Cook was named Head Coach of Garden City Community College on April 11, 1983 and guided the team to two consecutive play-off spots. The 1994-95 team won 20 games and was ranked as high as No. 12 in the National Polls.

==Winthrop University==

Cook currently coaches the women's basketball team at Winthrop University in Rock Hill, SC. The team in 2013 had a stint in the WNIT before losing to Florida in the second round. Cook coached at Winthrop University as an assistant, before taking the head job in 2012. He has been credited with his fast-paced up and down the floor style of offense.
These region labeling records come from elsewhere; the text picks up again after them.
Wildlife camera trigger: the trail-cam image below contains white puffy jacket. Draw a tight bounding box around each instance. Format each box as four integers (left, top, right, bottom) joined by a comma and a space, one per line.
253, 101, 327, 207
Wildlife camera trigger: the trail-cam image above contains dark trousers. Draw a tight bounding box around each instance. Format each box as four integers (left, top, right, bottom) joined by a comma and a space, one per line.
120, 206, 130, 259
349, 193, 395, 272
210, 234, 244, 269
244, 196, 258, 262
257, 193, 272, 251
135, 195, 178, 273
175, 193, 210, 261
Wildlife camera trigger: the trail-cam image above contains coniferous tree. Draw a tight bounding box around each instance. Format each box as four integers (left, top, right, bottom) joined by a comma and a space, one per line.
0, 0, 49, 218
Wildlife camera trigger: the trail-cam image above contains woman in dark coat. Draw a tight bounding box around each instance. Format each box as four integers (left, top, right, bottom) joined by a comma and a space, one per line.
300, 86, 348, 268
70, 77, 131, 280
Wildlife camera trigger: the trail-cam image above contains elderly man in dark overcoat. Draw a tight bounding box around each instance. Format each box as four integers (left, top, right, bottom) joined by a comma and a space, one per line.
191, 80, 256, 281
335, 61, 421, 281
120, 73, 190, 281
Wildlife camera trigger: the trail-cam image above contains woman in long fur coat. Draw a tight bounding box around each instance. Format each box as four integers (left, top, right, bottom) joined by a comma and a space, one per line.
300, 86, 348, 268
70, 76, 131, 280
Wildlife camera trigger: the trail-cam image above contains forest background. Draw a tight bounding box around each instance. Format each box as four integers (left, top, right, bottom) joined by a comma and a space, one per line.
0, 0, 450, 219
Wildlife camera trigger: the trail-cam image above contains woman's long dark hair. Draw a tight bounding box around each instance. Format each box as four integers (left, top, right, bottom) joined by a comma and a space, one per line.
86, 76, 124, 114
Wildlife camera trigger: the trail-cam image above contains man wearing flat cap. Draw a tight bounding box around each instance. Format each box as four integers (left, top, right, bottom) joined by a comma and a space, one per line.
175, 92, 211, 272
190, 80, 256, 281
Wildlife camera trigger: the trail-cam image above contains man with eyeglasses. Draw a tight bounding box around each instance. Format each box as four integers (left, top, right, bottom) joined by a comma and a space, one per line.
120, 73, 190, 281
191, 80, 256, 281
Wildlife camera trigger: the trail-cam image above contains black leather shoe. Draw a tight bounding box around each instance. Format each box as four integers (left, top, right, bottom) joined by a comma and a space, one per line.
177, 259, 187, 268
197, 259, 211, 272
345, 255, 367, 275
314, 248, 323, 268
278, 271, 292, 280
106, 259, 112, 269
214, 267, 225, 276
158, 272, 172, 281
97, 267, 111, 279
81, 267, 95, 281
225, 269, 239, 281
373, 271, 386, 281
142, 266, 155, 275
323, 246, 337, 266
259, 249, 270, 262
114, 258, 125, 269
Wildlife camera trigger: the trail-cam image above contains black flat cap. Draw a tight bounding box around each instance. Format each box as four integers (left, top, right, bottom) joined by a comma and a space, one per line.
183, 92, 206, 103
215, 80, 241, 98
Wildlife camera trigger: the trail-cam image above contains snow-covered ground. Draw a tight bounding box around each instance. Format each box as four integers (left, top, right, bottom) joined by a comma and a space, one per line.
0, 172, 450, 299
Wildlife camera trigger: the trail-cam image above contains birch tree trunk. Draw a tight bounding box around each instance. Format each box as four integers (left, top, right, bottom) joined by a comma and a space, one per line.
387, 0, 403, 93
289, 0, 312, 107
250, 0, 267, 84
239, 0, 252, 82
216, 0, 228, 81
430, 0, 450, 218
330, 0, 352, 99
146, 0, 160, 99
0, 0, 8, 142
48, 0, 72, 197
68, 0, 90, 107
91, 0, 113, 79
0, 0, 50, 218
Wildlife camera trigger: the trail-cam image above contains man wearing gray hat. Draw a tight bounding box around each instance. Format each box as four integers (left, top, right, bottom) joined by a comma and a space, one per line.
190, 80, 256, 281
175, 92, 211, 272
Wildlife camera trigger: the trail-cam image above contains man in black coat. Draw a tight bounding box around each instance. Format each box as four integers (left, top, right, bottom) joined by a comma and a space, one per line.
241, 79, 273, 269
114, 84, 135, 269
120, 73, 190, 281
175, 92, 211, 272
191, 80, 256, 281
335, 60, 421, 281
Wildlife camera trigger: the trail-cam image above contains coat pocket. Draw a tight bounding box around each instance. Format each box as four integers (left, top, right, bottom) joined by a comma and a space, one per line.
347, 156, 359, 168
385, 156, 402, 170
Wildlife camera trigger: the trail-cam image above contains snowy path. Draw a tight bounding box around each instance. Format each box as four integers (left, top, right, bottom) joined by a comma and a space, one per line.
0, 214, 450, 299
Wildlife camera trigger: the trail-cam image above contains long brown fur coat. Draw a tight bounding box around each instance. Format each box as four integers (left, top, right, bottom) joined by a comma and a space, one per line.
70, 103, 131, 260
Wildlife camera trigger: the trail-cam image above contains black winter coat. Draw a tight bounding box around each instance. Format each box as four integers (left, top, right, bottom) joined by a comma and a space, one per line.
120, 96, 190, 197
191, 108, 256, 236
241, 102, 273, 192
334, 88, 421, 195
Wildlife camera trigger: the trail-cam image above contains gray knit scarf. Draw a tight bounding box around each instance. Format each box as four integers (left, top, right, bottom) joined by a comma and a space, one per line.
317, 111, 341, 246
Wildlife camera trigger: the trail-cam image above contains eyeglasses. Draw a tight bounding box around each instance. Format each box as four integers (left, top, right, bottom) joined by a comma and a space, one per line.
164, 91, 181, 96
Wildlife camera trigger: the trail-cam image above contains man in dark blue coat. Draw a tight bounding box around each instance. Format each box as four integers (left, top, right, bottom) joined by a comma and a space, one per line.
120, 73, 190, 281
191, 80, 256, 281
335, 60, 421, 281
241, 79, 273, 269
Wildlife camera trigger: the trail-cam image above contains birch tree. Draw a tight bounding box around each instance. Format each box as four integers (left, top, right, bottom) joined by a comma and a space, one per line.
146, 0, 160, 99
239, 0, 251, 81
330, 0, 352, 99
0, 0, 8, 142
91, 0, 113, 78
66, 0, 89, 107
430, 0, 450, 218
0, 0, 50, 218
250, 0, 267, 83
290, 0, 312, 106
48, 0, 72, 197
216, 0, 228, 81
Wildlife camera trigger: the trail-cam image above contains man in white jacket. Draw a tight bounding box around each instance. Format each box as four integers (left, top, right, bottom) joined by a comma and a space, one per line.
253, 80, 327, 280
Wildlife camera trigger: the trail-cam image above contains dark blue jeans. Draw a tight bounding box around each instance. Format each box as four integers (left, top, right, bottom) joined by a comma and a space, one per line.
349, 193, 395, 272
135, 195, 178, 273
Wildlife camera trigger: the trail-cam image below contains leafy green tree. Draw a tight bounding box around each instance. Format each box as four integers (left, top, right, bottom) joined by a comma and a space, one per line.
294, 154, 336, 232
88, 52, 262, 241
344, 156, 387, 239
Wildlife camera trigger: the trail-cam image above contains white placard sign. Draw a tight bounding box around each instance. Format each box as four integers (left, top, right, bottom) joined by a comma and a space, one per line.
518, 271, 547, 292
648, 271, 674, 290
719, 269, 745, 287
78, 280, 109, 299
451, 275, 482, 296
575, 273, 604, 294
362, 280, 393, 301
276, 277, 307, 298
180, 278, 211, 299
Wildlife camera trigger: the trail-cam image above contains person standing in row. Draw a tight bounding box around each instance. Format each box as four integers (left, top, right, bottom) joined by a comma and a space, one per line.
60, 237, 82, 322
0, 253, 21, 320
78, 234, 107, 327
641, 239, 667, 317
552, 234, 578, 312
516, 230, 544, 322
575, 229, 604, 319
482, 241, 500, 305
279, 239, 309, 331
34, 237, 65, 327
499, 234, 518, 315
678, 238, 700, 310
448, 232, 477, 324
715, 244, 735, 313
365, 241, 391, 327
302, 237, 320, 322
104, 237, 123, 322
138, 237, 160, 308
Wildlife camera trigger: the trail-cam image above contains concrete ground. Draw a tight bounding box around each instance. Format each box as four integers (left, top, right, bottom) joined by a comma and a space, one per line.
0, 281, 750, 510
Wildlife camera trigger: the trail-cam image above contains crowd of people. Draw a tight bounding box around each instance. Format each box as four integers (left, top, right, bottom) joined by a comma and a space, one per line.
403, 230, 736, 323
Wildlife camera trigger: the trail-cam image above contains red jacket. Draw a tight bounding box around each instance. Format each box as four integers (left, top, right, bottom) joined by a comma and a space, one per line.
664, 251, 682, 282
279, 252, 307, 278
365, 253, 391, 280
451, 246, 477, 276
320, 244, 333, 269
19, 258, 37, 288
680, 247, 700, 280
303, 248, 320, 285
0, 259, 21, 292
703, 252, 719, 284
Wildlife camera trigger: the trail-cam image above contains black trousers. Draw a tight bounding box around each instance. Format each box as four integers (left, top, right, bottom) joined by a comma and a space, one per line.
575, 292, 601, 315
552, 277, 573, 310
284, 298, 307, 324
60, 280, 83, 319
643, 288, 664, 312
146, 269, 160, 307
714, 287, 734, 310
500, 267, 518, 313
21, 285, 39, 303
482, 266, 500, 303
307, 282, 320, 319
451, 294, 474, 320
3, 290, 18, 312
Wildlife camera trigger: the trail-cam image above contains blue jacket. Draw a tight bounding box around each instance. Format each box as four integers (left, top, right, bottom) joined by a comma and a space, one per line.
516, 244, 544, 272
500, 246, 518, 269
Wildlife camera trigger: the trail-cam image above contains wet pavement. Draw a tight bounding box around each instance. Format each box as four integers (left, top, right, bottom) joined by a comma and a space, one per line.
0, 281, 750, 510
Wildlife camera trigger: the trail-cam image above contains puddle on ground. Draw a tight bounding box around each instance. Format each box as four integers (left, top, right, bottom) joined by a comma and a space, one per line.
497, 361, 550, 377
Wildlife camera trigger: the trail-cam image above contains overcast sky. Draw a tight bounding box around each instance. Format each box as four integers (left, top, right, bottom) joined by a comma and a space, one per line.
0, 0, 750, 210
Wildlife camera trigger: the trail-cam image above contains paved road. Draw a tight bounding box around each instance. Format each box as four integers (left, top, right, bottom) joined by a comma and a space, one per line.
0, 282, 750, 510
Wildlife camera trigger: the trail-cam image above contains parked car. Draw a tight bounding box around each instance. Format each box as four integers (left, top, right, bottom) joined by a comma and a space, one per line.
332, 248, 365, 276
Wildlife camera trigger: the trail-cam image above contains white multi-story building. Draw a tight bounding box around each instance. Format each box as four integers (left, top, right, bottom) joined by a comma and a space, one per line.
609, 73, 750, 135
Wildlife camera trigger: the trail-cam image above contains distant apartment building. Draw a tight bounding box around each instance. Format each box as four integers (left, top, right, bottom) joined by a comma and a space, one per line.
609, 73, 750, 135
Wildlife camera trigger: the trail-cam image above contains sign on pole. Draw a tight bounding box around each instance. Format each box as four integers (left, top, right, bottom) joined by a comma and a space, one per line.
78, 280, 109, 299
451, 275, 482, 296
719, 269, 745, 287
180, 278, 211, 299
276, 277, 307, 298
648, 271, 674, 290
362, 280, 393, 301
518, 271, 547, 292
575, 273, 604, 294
In 2014 Cook's second year at the helm he led the Lady Eagles of Winthrop University to their first ever Big South Conference Tournament Championship, which is an automatic bid to the NCAA Tournament. The appearance marks the team's first appearance in school history. His two-year record at Winthrop is 45 victories and 21 losses. A winning percentage of 68%.

== International experience ==

Cook served as an advance scout for the USA Women's National team in 2002. That USA team won a gold medal at the World Championships held in China.

In 2006, Cook became Head Coach of the Nigerian National Team and coached Nigeria in their first ever world Championships held in Brazil.

In the summer of 2007, Cook led the Nigerian National Team to an overall record of 14–3 in the all African Games (Silver Medal) and the Nations Cup competition.

In the summer of 2011, Cook served as Head Coach/Technical advisor of the Nigerian U-19 Women's Basketball Team. They participated in the World Championship held in Puerto Monte, Chile July 21–31.

== Assistant coaching ==

Cook served as Assistant Coach under Women's Basketball Hall of Famer, Marian E. Washington at the University of Kansas from 1983 to 1993. He helped the Jayhawks to three Conference Championships; four NCAA appearances; and two WNIT berths.
Cook served as Associate Coach at the University of Houston from 1995 to 1997.
He then ventured into pro basketball becoming an assistant Coach to Naismith Hall of Fame Coach Van Chancellor. Cook was a part of the WNBA Houston Comets dynasty. The team captured the first four WNBA championships and made the playoffs nine out of the first ten years. Cook also served as assistant coach for the victorious West squad in the WNBA's first three All-Star games.

== Honors and awards ==

- April 5, 2010 Cook named winner of WBCA prestigious Carol Eckman Award.
- October 2010 2010 Urbana University Athletic Hall of Fame.